The past decade century has seen the rise of “health” beers that boast electrolytes, antioxidants and key nutrients. Don’t be fooled, Mohr says, most of this is marketing language to get consumers to “justify their alcohol consumption.”
“If beer is our source of antioxidants and nutrients, then we have a lot of other issues we need to consider,” Mohr says, laughing. “There are a few (beers) that are fortified with various ingredients, but I certainly wouldn’t turn to beer as my choice of nutrition.”
Regardless of how beer is made, it’s the alcohol content that’s going to make the biggest negative health impact.
That doesn’t mean you have to give up beer or alcohol in general to live a healthy diet, Mohr says, though there are certainly health benefits to sober lifestyles. Low-calorie and light beers are healthier options – they’re generally made with more water than standard beers to cut down on the alcohol content. But not everyone likes the taste of light beers, which Mohr says gives you an opportunity to evaluate why you’re drinking it in the first place.
Indeed, there have also been studies indicating no level of alcohol consumption improves health; so, there really isn’t an amount of beer you can drink per day that would be actively good for you.
“Is this a ‘never drink alcohol’ message? No, but the benefits of not drinking alcohol certainly outweigh the potential benefits of alcohol,” Mohr says.

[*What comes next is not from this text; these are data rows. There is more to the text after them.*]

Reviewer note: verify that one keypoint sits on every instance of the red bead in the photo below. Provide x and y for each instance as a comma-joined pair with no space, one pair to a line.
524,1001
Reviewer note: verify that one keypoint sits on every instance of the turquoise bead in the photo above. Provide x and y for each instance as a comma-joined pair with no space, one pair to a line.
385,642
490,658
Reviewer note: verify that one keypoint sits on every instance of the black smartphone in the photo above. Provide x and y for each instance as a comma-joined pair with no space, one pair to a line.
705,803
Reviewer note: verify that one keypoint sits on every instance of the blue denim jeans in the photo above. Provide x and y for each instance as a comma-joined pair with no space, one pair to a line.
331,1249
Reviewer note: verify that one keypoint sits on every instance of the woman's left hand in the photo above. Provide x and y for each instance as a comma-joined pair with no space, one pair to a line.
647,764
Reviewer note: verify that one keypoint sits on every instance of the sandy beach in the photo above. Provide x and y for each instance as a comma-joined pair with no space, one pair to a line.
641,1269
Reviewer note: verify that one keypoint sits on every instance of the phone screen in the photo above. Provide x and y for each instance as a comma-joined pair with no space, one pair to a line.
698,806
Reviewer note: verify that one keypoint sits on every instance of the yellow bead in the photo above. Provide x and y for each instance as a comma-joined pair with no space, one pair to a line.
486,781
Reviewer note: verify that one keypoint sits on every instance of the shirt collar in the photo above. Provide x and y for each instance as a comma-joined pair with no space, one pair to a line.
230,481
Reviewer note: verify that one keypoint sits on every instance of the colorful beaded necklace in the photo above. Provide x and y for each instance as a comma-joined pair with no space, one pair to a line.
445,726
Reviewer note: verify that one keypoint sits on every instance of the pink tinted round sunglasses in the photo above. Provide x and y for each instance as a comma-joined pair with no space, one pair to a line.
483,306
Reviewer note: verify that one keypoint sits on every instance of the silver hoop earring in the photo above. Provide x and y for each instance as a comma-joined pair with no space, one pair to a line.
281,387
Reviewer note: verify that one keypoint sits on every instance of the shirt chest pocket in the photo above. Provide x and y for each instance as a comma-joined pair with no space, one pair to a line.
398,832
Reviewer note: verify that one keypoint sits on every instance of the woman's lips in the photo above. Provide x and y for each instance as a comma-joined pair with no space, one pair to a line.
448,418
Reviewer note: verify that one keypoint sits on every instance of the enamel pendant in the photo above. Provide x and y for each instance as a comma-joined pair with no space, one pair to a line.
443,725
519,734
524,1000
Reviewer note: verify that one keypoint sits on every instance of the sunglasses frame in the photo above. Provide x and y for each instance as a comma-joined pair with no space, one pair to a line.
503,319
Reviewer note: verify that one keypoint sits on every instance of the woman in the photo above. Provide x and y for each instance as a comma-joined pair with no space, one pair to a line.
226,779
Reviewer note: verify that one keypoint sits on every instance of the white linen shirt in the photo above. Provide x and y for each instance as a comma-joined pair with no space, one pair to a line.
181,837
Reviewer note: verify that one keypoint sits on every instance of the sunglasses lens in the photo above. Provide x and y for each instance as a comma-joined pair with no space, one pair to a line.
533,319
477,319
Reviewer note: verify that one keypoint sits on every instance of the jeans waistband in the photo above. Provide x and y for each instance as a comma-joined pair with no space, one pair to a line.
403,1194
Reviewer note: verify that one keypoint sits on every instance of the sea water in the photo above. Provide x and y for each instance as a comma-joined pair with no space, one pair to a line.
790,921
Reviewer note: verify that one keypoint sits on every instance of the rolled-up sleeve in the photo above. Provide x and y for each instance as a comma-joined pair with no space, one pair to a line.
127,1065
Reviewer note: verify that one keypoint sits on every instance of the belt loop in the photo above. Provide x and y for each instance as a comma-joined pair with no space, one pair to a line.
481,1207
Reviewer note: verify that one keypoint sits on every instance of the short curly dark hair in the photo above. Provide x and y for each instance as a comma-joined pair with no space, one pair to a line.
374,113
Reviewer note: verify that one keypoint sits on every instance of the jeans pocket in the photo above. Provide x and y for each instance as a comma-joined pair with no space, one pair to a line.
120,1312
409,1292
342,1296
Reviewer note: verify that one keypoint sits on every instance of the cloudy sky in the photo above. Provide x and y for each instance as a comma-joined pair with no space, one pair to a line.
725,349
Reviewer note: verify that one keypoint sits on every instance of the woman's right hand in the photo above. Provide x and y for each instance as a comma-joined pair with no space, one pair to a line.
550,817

Beer can also impact weight; alcohol itself has calories, but it’s not acting alone. We’re more likely to overeat when our inhibitions are lower, and because alcohol is a toxin, your body is going to work to get rid of it first and the other food in your system will take longer to digest.

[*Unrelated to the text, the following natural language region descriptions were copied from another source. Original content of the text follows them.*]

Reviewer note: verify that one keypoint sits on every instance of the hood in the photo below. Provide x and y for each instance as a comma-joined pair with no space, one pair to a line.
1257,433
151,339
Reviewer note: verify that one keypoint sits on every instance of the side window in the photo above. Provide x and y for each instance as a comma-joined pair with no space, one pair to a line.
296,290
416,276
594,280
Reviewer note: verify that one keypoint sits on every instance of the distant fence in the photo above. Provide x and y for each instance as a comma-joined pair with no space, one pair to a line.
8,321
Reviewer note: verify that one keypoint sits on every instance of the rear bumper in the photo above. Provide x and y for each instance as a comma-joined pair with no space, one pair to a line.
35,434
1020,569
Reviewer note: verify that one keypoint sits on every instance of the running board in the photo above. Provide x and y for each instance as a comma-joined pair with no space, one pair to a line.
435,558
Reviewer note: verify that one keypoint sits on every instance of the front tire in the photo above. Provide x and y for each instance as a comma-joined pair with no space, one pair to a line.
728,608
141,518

One beer after a long workday can also affect your quality of sleep if it’s close enough to bedtime. Alcohol is a sedative, but it eventually wears off and can cause you to wake up during the middle of the night.
Because of this, Mohr recommends being selective about when you drink and setting parameters for yourself – maybe that’s only drinking when you’re with friends or a few times a week.